Во-вторых, можем ли мы уж так твердо, уверенно полагаться на этот самый полк? Знаем ли мы его достаточно? Не разложится ли и сам он, придя с мятежниками в соприкосновенье, ощутив некоторые «общие» вопросы? Правда, он лучше, надежней других частей. Правда и то, что ввести его непосредственно в действие – почти безопасно. Но разрешить переговоры, сношения полков, совместные обсуждения – это верный путь нашей гибели, этого не надо допускать ни в коем случае: общение с мятежниками, безусловно, погубит нестойкую массу 4-го полка. Затем начали распространяться какие-то бумажонки, – в них речь про трибунал, про особотдел, про Советскую власть вообще. Хоть прямо говорить обо многом и остерегаются, зато намекают довольно прозрачно.
Вот одна такая бумага-прокламация. У нее странное название, да и содержание тоже странное.
ЦАРСКИЙ ГОРШОЧЕК
Вот воняет, вот смердит. Но что воняет, что смердит, про то никто не говорит, потому что, значит, все боятся, так как царский. А монархисты самый запах его смакуют…
Царя убрали, царицу убрали, придворную челядь тоже убрали, а царский горшок остался и воняет по всей Советской России. Срам, товарищи. Позор, свободные граждане.
У нас в Верном тоже осталось душистое царское наследство и тоже навоняло, и всемогущей рукой товарищей красноармейцев закрыт. И теперь не воняет.

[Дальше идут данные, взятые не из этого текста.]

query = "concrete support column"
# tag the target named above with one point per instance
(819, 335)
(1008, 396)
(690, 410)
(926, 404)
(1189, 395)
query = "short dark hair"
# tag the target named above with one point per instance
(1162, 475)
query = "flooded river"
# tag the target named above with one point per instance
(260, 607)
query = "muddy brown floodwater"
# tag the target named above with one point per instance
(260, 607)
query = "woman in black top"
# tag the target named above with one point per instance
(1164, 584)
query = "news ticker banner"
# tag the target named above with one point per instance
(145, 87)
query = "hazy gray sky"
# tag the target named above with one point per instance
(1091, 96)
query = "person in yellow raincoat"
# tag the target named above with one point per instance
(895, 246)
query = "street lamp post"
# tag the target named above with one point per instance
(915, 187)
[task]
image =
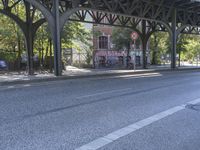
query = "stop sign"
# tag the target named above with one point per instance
(134, 36)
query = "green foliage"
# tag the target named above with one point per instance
(159, 46)
(121, 38)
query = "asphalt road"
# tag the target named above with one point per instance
(143, 112)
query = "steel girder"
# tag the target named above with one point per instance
(28, 25)
(157, 13)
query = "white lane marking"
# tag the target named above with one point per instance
(105, 92)
(103, 141)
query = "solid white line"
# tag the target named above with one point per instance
(102, 141)
(105, 92)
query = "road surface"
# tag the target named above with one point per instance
(155, 111)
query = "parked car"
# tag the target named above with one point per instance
(3, 65)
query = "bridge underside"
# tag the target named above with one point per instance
(172, 16)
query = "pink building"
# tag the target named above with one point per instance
(104, 54)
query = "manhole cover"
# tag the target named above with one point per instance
(193, 107)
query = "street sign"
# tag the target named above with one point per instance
(134, 36)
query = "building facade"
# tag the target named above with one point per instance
(105, 55)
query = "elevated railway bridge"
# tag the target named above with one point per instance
(143, 16)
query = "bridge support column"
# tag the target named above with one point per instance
(56, 39)
(144, 40)
(173, 40)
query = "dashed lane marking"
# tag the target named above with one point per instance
(103, 141)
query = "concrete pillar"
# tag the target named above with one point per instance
(29, 38)
(173, 40)
(57, 39)
(144, 44)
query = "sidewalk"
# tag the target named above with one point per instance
(73, 73)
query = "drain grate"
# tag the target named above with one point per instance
(193, 107)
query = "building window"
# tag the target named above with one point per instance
(103, 42)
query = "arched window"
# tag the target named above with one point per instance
(103, 42)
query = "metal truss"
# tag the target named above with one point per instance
(143, 16)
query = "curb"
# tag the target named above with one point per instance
(15, 82)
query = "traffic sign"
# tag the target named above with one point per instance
(134, 36)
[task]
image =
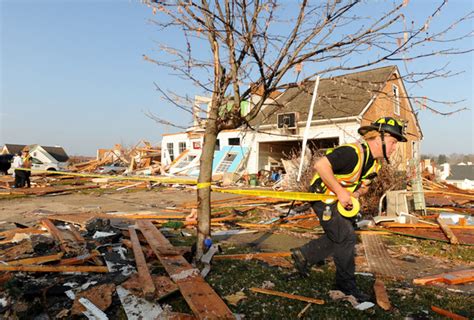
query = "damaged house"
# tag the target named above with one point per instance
(343, 104)
(50, 158)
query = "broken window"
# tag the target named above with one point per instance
(182, 147)
(170, 148)
(234, 141)
(396, 100)
(226, 162)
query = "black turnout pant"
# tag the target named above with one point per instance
(339, 241)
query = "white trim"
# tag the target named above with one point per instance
(396, 99)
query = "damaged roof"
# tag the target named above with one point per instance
(14, 148)
(57, 153)
(338, 97)
(461, 172)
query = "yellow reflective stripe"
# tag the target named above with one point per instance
(353, 176)
(301, 196)
(203, 185)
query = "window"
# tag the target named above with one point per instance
(396, 100)
(234, 141)
(36, 161)
(185, 162)
(169, 147)
(226, 162)
(182, 147)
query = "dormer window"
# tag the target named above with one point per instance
(396, 100)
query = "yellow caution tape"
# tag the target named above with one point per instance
(203, 185)
(115, 177)
(300, 196)
(352, 212)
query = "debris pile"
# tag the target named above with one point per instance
(142, 159)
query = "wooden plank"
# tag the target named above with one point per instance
(448, 314)
(378, 259)
(452, 238)
(287, 295)
(79, 238)
(155, 239)
(57, 234)
(148, 286)
(381, 295)
(201, 298)
(36, 260)
(248, 256)
(34, 268)
(80, 259)
(11, 233)
(421, 225)
(454, 277)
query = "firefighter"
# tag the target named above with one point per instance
(346, 172)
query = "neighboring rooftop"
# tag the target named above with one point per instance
(461, 172)
(57, 153)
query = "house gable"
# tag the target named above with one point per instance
(57, 153)
(13, 148)
(338, 97)
(461, 172)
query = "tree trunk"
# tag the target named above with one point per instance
(204, 183)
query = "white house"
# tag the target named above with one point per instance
(344, 103)
(461, 176)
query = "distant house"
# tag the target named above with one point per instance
(9, 148)
(461, 176)
(344, 103)
(43, 157)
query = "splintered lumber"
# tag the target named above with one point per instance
(94, 256)
(448, 232)
(448, 314)
(54, 189)
(381, 295)
(378, 259)
(36, 260)
(148, 286)
(56, 233)
(454, 277)
(34, 268)
(66, 245)
(201, 298)
(287, 295)
(153, 237)
(248, 256)
(422, 225)
(11, 233)
(81, 259)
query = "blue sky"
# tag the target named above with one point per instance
(72, 74)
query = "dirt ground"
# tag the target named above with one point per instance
(27, 210)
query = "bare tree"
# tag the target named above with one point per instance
(231, 48)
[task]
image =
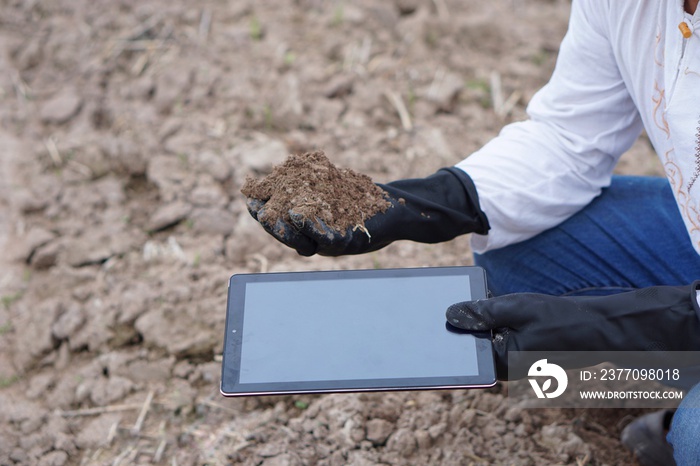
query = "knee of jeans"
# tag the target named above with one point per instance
(685, 429)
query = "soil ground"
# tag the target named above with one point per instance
(126, 132)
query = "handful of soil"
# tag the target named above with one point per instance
(309, 184)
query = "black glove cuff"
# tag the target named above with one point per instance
(433, 209)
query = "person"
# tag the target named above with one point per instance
(577, 258)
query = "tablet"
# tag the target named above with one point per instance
(352, 331)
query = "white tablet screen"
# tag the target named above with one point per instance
(349, 329)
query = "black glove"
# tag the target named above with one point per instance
(428, 210)
(660, 318)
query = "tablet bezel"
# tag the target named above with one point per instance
(234, 323)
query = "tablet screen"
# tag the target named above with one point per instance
(350, 330)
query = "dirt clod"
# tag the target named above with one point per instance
(310, 185)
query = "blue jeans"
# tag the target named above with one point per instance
(685, 429)
(631, 236)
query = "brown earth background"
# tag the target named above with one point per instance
(126, 131)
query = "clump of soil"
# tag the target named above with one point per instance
(310, 185)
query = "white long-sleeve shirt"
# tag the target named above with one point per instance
(623, 65)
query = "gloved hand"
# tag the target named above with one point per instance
(428, 210)
(661, 318)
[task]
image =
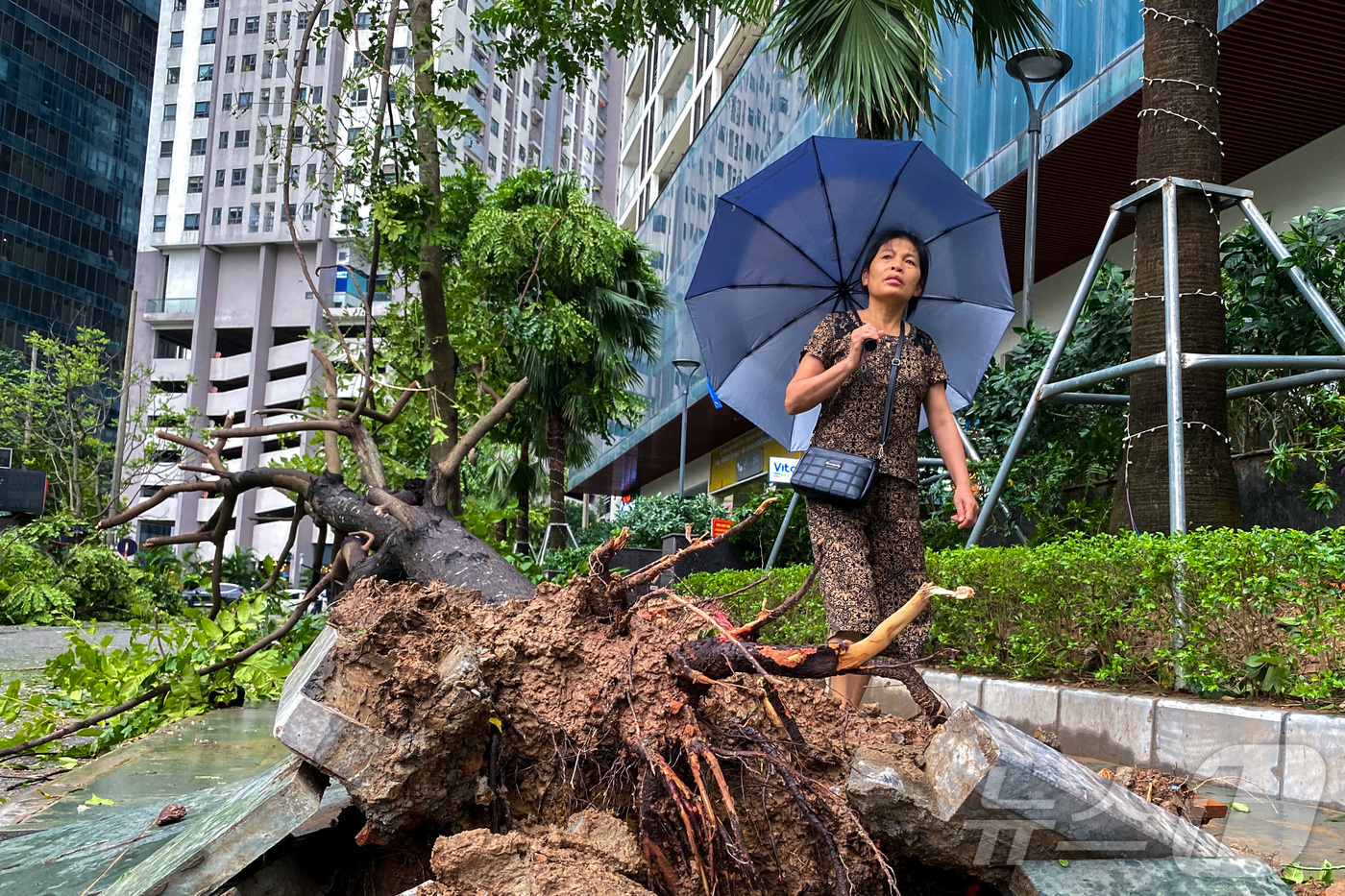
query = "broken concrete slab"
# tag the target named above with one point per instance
(1240, 876)
(323, 735)
(224, 842)
(990, 797)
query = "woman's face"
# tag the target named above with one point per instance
(893, 274)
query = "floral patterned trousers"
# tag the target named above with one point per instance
(870, 563)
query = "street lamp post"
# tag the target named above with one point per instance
(1039, 64)
(686, 369)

Бывшая царская охранка, соединенная с политическим отделом канцелярии губернатора, названа в Свободной России «Особый Отдел».
Хорошо бы было их подразделить на особые отделы с двумя нулями, а в другом городе с тремя нулями, как, например, это делается на ретирадных, или отхожих, местах. Да, горшочек закрыт, но надолго ли? Какой вы состав этому учреждению ни дайте, оно будет вонять, оно будет смердить и душить живую жизнь и свободу граждан царским духом: арестовать, отобрать, расстрелять, а то и зуботычиной попугает…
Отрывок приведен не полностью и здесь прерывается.